Blob Blame History Raw
From 536d6aa32497ab17e12767446f294fc8467cfc7c Mon Sep 17 00:00:00 2001
From: Dumitru Ceara <dceara@redhat.com>
Date: Thu, 3 Sep 2020 17:03:45 +0200
Subject: [PATCH 1/2] chassis: Fix the way encaps are updated for a chassis
 record.

ovn-controller always stores the last configured system-id/chassis-id in
memory regardless if the connection to the SB is up or down. This is OK
as long as the change can be committed successfully when the SB DB
connection comes back up.

Without this change, if the chassis-id changes while the SB connection is
down, ovn-controller will fail to create the new record but nevertheless
update its in-memory chassis-id. When the SB connection is restored
ovn-controller tries to find the record corresponding to the chassis-id
it stored in memory. This fails causing ovn-controller to try to insert
a new record. But at this point a constraint violation is hit in the SB
because the Encap records of the "stale" chassis still exist in the DB,
along with the old chassis record.

This commit changes the way we search for a "stale" chassis record in the
SB to cover the above mentioned case. Also, in such cases there's no need
to recreate the Encaps, it's sufficient to update the chassis_name field.

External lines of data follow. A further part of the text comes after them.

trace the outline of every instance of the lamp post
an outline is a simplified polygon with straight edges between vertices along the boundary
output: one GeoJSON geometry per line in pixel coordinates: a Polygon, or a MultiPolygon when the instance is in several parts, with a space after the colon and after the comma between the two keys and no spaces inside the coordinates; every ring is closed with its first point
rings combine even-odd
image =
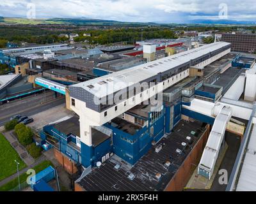
{"type": "Polygon", "coordinates": [[[17,162],[16,160],[14,160],[14,161],[16,163],[16,166],[17,166],[17,172],[18,173],[18,181],[19,181],[19,188],[20,191],[20,175],[19,174],[19,165],[20,163],[17,162]]]}

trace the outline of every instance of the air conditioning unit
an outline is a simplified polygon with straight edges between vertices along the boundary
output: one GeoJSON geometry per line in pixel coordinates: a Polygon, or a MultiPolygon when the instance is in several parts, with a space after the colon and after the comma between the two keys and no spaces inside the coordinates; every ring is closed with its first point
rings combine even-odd
{"type": "Polygon", "coordinates": [[[163,149],[162,145],[158,145],[156,147],[156,152],[157,152],[157,153],[159,152],[162,149],[163,149]]]}
{"type": "Polygon", "coordinates": [[[131,180],[132,180],[135,178],[135,175],[132,173],[131,173],[128,176],[128,178],[131,180]]]}

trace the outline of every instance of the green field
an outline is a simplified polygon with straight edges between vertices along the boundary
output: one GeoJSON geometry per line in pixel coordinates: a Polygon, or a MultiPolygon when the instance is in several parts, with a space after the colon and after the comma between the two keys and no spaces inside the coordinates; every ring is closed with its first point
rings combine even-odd
{"type": "MultiPolygon", "coordinates": [[[[47,168],[49,166],[52,166],[54,167],[52,163],[49,161],[44,161],[37,166],[35,166],[33,169],[36,173],[38,173],[45,168],[47,168]]],[[[28,175],[24,173],[20,175],[20,184],[24,183],[28,178],[28,175]]],[[[7,184],[0,187],[0,191],[8,191],[15,188],[19,186],[18,178],[15,178],[7,184]]]]}
{"type": "Polygon", "coordinates": [[[19,163],[19,169],[26,167],[26,164],[19,157],[4,136],[0,133],[0,180],[16,173],[17,166],[14,160],[19,163]]]}

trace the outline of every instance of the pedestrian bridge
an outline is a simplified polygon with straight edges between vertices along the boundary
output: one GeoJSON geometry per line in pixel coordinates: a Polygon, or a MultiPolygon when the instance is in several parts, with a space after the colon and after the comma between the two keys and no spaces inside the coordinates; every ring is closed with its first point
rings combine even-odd
{"type": "Polygon", "coordinates": [[[46,89],[51,89],[53,91],[57,92],[61,94],[66,94],[66,85],[61,84],[51,81],[50,80],[38,77],[35,79],[35,82],[36,84],[46,89]]]}

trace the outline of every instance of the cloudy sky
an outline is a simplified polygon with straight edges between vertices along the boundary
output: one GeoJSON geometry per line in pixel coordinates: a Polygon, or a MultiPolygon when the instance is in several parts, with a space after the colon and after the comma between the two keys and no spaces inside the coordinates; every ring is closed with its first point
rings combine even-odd
{"type": "Polygon", "coordinates": [[[256,22],[255,0],[0,0],[0,16],[186,22],[193,19],[256,22]]]}

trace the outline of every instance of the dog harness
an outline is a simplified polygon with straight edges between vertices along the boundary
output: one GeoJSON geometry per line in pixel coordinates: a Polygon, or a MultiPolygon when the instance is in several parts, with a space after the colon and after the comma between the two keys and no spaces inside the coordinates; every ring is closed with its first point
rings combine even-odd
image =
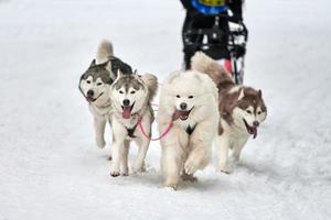
{"type": "Polygon", "coordinates": [[[189,134],[189,135],[191,135],[192,133],[193,133],[193,131],[194,131],[194,129],[195,129],[195,125],[196,124],[194,124],[194,127],[193,128],[191,128],[190,125],[186,128],[186,133],[189,134]]]}
{"type": "Polygon", "coordinates": [[[132,128],[132,129],[128,129],[127,128],[127,131],[128,131],[128,136],[130,136],[131,139],[135,139],[135,131],[136,131],[136,128],[138,127],[138,122],[136,123],[136,125],[132,128]]]}

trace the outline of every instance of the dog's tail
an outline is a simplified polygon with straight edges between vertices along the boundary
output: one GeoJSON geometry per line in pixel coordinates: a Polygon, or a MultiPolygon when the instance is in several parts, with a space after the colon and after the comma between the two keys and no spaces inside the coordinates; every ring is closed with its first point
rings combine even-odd
{"type": "Polygon", "coordinates": [[[142,81],[147,85],[149,91],[149,102],[154,98],[158,91],[158,77],[152,74],[145,74],[141,76],[142,81]]]}
{"type": "Polygon", "coordinates": [[[231,74],[221,64],[202,52],[196,52],[191,59],[192,69],[209,75],[220,88],[234,85],[231,74]]]}
{"type": "Polygon", "coordinates": [[[97,54],[96,54],[96,63],[104,64],[107,61],[109,61],[109,58],[111,56],[114,56],[114,50],[113,50],[111,42],[108,40],[102,41],[102,43],[99,44],[97,54]]]}

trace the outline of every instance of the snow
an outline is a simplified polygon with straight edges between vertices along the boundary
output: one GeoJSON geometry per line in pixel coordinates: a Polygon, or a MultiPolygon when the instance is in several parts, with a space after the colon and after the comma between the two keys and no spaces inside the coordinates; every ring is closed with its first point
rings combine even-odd
{"type": "Polygon", "coordinates": [[[159,142],[147,173],[109,176],[77,82],[104,37],[160,81],[179,69],[180,2],[0,1],[0,219],[331,219],[330,7],[246,2],[245,81],[263,89],[267,121],[233,174],[211,163],[172,191],[159,142]]]}

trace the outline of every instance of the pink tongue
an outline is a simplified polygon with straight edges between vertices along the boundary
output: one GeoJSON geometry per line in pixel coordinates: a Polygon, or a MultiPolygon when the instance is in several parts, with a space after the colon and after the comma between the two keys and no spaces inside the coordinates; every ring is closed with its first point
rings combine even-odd
{"type": "Polygon", "coordinates": [[[254,127],[253,128],[253,139],[255,139],[257,136],[257,129],[254,127]]]}
{"type": "Polygon", "coordinates": [[[131,117],[131,107],[124,107],[121,117],[124,119],[129,119],[131,117]]]}

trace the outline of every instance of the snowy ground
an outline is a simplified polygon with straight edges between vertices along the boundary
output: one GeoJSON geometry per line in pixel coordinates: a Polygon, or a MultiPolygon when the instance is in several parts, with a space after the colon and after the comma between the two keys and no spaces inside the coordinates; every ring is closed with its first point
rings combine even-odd
{"type": "Polygon", "coordinates": [[[104,37],[160,81],[180,68],[179,1],[0,1],[0,219],[331,219],[330,7],[247,1],[245,81],[268,119],[233,174],[170,191],[159,143],[146,174],[109,176],[77,82],[104,37]]]}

Fixes: 5344f24ecb1a ("ovn-controller: Refactor chassis.c to abstract the string parsing")
Signed-off-by: Dumitru Ceara <dceara@redhat.com>
Signed-off-by: Numan Siddique <numans@ovn.org>

(cherry-picked from master commit 94a32fca2d2b825fece0ef5b1873459bd9857dd3)

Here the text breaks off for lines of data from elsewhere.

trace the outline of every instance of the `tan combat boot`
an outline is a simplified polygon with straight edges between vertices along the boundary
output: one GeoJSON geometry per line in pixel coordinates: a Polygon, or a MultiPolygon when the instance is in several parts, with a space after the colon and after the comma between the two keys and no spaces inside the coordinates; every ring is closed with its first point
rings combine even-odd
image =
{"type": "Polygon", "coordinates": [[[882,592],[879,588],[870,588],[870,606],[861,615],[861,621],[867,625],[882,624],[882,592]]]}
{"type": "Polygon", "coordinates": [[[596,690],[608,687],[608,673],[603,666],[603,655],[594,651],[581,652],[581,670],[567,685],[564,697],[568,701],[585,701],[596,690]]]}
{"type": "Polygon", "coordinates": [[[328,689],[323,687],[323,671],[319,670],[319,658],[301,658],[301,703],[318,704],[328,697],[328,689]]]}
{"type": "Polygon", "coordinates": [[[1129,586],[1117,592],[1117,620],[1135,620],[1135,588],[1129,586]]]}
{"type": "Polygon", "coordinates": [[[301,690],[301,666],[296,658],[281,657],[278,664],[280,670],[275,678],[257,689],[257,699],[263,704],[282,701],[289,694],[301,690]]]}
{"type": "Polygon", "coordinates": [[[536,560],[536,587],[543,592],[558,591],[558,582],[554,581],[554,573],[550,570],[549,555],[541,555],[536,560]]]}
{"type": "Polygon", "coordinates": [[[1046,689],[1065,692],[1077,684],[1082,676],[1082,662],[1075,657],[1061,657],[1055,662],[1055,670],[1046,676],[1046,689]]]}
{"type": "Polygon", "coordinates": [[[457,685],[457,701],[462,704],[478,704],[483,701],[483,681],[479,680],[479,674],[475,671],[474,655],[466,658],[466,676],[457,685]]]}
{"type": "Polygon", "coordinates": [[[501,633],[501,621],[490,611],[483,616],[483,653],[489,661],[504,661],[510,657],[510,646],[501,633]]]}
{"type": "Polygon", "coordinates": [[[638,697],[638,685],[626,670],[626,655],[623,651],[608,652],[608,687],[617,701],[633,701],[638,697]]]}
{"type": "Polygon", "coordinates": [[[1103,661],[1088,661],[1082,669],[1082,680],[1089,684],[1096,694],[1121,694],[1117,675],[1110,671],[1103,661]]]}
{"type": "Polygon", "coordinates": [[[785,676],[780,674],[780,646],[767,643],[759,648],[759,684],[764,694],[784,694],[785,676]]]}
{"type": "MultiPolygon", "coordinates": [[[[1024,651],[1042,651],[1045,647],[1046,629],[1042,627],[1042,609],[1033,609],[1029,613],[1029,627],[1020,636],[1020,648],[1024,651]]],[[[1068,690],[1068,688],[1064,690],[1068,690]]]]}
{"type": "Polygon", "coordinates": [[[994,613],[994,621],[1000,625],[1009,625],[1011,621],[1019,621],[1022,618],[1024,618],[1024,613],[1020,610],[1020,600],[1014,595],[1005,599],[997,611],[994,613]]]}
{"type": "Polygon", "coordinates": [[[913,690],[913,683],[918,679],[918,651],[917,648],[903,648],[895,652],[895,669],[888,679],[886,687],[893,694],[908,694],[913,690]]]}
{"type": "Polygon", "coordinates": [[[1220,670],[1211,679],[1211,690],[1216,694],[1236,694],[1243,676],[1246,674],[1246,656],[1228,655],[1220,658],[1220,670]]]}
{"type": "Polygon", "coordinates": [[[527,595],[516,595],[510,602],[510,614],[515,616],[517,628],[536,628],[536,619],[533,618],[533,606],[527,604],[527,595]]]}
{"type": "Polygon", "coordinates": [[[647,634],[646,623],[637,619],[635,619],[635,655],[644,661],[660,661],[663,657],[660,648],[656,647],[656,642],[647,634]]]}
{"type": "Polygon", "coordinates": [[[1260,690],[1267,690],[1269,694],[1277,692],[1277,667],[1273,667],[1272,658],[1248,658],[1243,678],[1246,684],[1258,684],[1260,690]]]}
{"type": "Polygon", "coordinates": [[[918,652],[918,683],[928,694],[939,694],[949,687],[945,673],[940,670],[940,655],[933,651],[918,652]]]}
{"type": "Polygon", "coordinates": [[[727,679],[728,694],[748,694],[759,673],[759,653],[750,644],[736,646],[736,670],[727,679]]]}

(cherry picked from upstream commit 0716c4f4cf2d97f03c1f2e5099fece92f3183d43)

Change-Id: I20f0c61fddffba599b16f43d15b110414a6a6e6b
---
 controller/chassis.c    | 60 +++++++++++++++++++++++++++++++------------------
 tests/ovn-controller.at | 17 ++++++++++++++
 2 files changed, 55 insertions(+), 22 deletions(-)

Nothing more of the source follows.